El inicio de la temporada fría 2026 en la Patagonia llega con un dato clave: las temperaturas medias estarán por encima de lo habitual. Así lo indica el último Pronóstico Climático Trimestral del Servicio Meteorológico Nacional, que analiza el comportamiento esperado del clima durante abril, mayo y junio.
El informe, basado en modelos globales y herramientas estadísticas, funciona como una guía para anticipar tendencias generales en una región donde la variabilidad climática suele ser protagonista.
En cuanto a las temperaturas, el panorama muestra a gran parte de la Patagonia dentro de la categoría Normal o Superior a la Normal. Esto no significa que no habrá días fríos o heladas, sino que, en el promedio del trimestre, los valores térmicos podrían ubicarse por encima de los registros históricos.
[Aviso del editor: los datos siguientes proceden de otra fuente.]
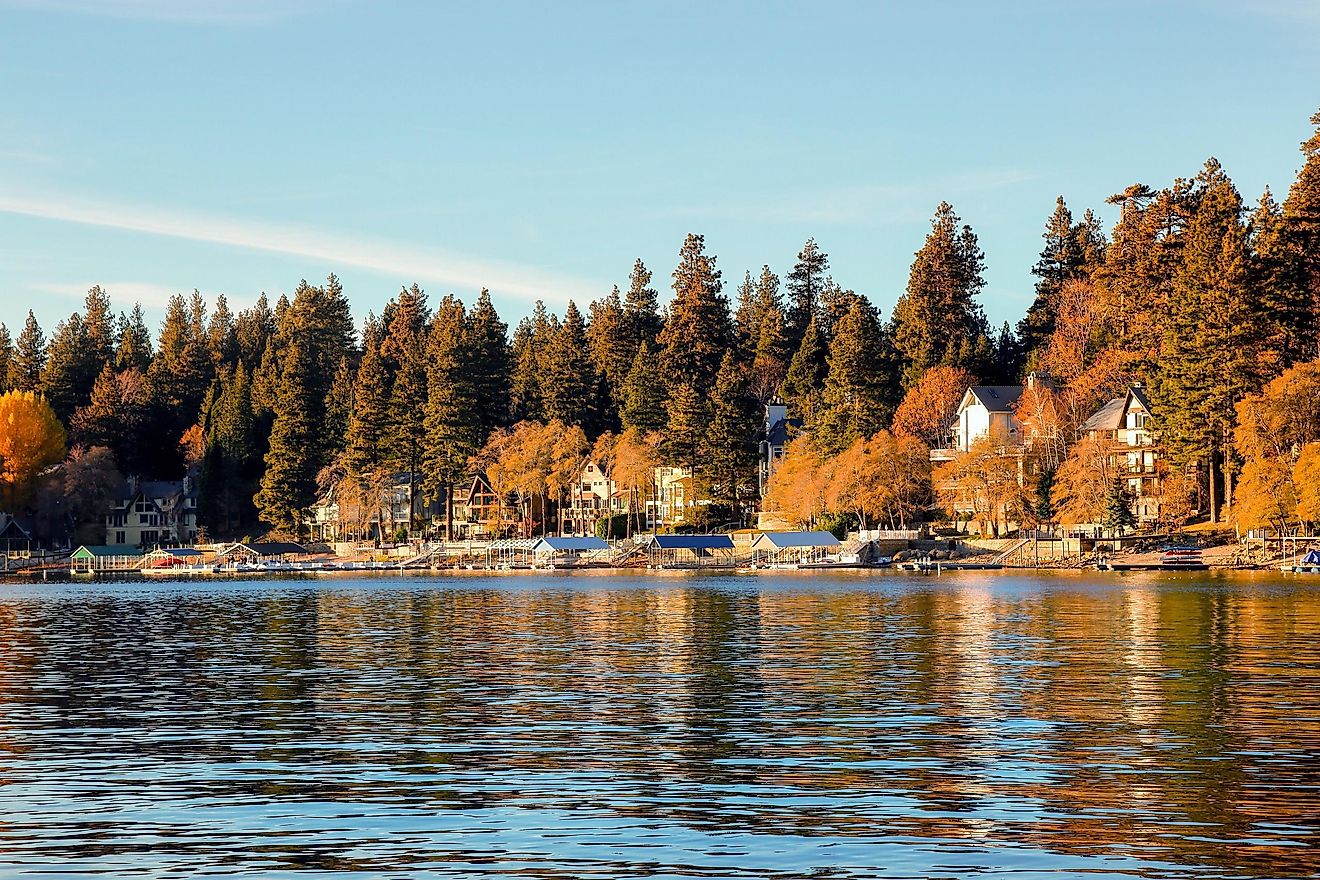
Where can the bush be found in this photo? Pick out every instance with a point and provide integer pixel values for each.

Esta tendencia también alcanza a otras regiones del país, como Cuyo, La Pampa y la provincia de Buenos Aires, configurando un otoño menos riguroso desde el punto de vista estadístico.

El comportamiento de las precipitaciones, en tanto, presenta diferencias dentro de la propia región. En el centro y norte patagónico, incluyendo zonas cordilleranas como Esquel, se espera que tanto las lluvias como las nevadas se mantengan dentro de parámetros normales. Es decir, no se prevén grandes desvíos respecto a lo que marca la estadística histórica para este período.
En cambio, hacia el sur de la Patagonia, particularmente en provincias como Santa Cruz y Tierra del Fuego, el pronóstico indica una tendencia hacia condiciones normales o superiores a lo normal. Esto sugiere un posible aumento en la frecuencia o intensidad de eventos de precipitación durante el inicio del invierno.
Desde el organismo nacional remarcan que este tipo de pronósticos se basan en promedios y no reflejan eventos puntuales. Por eso, no descartan la ocurrencia de olas de frío intensas, tormentas o situaciones climáticas extremas que puedan desarrollarse en el corto plazo.
En ese contexto, la recomendación es tomar este informe como una herramienta de planificación general, especialmente en lo relacionado con el uso de abrigo, la organización de actividades y la gestión de recursos hídricos, pero siempre complementarlo con el seguimiento del pronóstico diario y las alertas tempranas.